La dernière image ? Evidemment il n'en restera qu'une : Cette très belle séquence de danse improvisée sur un rythme changeant et toujours entraînant de batterie. Très joli moment qui peut rappeler la belle séquence de fin de Drunk (Mads Mikkelsen dans ses oeuvres) pour un contexte très différent.
Cette séquence inspirée mise à part, le film s'offre sous une forme étrange (3 chapitres) qui n'invite pas tout à fait à l'abandon. Chapitre 1, Chapitre 2, Chapitre 3... Pas très entraînant, pas très musical. Par ailleurs, il y a cette voix off qui rappelle étrangement celle de Stand by me (justement du même Stephen King) mais dans l'autre nouvelle, la voix off a du sens puisqu'elle appartient au narrateur, l'un des trois copains devenu écrivain. Ici, on ne comprend pas trop le point de vue. Qui nous parle ? Qui nous rapporte cette histoire ? Pas clair...
Quant au message du film, sa morale, on le voit venir bien trop tôt (dès le premier segment) et, plus embêtant, elle se résume aux promesses de gourous des temps modernes faites aux gens qui doutent d'eux mêmes où se croient pourchassés par le malheur : "tu mérites de vivre, tu mérites d'être heureux, tu abrites une multitude"... Beurk, trop de bons sentiments pour être honnête. On sent le film qui se veut consensuel pour attraper comme qui rigole le spectateur par la larmichette.

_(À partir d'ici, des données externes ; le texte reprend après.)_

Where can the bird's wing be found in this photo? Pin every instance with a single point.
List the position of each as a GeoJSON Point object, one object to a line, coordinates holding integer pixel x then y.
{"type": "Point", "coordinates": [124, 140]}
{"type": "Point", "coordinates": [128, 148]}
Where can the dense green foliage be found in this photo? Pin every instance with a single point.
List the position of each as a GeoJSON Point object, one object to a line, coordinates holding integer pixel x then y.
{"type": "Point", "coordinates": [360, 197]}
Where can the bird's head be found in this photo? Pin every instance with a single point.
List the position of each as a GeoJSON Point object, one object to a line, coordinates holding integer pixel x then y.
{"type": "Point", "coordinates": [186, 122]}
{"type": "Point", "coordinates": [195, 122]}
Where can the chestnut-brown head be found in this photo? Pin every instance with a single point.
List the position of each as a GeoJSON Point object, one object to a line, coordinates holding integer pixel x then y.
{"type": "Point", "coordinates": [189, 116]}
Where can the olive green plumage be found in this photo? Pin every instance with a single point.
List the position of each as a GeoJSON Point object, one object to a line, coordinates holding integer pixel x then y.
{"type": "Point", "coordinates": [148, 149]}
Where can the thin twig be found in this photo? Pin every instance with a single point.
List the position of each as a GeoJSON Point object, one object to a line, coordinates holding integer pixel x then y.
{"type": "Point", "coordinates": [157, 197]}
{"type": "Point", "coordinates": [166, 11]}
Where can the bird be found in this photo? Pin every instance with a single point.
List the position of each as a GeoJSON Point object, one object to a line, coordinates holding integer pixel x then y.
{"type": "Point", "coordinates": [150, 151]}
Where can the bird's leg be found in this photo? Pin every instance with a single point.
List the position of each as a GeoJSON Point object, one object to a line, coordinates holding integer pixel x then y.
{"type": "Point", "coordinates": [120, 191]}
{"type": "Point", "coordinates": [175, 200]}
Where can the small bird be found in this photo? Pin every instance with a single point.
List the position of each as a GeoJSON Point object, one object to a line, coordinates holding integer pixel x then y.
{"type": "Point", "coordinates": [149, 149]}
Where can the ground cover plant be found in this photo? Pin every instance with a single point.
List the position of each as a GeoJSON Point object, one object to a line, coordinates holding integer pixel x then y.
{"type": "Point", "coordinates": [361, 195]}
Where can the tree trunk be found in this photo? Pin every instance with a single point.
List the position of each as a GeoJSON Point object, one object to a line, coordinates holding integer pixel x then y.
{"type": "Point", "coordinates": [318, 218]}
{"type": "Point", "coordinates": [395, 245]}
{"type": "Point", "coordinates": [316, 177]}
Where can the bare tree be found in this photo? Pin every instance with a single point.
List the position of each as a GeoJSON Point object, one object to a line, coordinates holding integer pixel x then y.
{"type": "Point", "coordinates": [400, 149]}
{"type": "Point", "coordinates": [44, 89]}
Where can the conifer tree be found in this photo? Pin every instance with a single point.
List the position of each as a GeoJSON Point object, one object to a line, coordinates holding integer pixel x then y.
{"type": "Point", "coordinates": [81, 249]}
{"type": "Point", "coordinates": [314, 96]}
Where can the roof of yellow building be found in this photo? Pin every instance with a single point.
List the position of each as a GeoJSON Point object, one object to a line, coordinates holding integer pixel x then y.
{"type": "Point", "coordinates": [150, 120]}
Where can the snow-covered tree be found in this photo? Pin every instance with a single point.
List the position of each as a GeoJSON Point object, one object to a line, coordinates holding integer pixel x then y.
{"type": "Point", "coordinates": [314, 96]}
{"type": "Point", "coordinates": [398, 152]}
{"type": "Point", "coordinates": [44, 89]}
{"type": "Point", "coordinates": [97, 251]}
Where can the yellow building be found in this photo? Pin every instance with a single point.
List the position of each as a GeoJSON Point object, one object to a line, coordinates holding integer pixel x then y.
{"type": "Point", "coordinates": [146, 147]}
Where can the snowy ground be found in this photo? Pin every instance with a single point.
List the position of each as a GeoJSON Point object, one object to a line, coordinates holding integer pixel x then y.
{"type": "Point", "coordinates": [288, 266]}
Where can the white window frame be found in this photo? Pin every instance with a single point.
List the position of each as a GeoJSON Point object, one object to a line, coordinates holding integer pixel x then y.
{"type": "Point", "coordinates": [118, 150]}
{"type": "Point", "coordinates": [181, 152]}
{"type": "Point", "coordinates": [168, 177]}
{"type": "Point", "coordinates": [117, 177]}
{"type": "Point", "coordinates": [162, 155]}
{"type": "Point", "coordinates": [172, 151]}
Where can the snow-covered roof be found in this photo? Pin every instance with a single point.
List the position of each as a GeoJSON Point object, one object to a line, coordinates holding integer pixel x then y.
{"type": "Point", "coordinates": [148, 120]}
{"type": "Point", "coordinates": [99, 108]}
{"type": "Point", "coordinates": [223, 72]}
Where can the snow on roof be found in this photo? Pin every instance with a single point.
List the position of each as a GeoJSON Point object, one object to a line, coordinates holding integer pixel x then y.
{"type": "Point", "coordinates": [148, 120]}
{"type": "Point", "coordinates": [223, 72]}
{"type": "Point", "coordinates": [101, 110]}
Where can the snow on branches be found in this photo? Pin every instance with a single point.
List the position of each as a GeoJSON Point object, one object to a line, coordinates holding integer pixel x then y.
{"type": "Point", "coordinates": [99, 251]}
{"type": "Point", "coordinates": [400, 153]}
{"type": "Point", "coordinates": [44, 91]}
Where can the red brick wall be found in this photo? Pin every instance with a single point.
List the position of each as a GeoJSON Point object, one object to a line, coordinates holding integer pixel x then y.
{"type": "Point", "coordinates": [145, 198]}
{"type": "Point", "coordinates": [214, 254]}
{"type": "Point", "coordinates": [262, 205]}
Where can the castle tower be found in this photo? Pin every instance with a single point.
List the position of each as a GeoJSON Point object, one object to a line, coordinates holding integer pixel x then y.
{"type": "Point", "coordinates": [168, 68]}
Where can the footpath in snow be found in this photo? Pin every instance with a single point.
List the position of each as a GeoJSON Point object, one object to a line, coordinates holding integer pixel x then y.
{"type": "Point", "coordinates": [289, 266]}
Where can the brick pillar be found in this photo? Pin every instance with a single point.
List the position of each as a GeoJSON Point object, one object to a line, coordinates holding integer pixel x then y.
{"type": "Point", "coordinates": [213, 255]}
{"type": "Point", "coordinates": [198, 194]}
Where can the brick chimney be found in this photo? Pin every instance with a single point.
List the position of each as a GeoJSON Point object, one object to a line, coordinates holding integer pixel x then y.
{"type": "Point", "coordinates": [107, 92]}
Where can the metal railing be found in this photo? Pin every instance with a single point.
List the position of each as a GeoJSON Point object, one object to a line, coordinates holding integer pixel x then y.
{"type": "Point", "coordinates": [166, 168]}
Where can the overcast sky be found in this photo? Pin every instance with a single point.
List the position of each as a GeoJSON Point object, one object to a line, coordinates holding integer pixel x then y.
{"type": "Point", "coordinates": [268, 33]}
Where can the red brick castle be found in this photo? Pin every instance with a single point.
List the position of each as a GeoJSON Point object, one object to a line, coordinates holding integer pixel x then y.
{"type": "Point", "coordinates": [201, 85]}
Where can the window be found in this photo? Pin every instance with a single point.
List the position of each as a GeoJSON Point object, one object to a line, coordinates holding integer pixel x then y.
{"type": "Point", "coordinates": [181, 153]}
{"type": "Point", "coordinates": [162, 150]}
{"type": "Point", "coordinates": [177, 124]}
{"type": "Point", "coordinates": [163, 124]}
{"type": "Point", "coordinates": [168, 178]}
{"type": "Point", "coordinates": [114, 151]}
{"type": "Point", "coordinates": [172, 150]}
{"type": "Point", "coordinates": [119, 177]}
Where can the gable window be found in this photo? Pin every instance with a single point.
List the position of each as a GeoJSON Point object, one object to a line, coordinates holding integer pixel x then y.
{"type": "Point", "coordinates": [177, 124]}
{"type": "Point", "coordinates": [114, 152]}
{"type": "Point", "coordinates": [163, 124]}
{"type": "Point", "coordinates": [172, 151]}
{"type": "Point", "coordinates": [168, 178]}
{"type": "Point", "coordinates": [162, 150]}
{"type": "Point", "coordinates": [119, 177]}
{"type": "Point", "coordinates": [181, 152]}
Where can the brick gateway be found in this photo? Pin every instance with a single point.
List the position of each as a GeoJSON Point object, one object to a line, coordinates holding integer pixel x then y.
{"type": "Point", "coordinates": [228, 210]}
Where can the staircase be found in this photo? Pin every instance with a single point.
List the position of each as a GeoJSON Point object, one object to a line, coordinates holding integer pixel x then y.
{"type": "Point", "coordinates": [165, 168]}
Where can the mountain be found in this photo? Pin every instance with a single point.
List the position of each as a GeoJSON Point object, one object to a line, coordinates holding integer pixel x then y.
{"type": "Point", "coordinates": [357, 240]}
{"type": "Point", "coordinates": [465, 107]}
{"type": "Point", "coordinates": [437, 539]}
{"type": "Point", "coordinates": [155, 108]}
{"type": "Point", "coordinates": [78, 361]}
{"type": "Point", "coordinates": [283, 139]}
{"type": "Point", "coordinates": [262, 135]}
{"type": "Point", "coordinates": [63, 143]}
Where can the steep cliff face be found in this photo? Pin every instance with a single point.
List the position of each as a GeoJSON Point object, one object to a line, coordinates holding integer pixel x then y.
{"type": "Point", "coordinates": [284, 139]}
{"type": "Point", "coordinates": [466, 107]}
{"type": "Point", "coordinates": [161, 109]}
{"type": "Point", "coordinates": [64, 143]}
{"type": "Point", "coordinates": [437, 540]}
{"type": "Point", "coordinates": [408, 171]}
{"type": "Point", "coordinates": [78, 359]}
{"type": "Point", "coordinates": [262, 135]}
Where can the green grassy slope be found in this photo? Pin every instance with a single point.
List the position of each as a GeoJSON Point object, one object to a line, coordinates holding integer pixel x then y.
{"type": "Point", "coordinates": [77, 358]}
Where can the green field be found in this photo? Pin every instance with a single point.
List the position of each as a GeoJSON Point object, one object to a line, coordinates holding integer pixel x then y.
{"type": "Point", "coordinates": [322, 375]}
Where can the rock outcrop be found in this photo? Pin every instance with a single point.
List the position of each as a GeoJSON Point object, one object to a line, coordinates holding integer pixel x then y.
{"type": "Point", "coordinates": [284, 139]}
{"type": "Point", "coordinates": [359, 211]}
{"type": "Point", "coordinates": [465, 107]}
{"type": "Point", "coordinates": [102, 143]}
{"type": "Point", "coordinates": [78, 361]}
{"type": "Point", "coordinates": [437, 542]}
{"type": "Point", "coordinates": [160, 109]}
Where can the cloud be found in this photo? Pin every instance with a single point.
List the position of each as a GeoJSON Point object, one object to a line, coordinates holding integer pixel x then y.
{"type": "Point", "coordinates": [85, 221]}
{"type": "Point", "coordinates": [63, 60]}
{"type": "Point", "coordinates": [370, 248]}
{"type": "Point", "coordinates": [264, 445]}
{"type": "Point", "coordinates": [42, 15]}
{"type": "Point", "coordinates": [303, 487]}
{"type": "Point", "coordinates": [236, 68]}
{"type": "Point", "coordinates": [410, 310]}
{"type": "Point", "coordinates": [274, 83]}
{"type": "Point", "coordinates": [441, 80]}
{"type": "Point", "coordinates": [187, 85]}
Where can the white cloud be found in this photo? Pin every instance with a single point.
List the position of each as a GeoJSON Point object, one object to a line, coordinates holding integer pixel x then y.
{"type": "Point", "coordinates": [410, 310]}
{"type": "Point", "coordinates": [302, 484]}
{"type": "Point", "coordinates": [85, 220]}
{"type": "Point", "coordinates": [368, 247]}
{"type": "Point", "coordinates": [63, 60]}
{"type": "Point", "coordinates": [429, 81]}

Pour autant, on ne comprend guère ce monde intérieur qui s'éteint, où les personnages auraient leur propre libre arbitre (un peu expédié tout de même quand on a vévu avec des Truman Show ou des Eternal sunshine of a spotless mind). Pas plus qu'on ne comprend vraiment le sens de ces apparitions dans la chambre secrète où l'on se verrait le jour de sa mort (wtf ???) sans que personne n'ait jamais été tenté de comprendre comment ni pourquoi ? Un peu léger tout de même... Ca ressemble au point de départ d'un Being John Malkovitch mais en prenant le soins de s'arrêter au pas de la porte d'ascenseur du fameux étage et demi...
Bref ce film ressemble à des débuts d'histoire mis bout à bout et jamais vraiment développés... Reste la danse et ce climat de tristesse qui s'empare de l'audience en assistant au décès prématuré d'un père de famille qui avait l'air si aimable, si doué pour la vibe... Damned.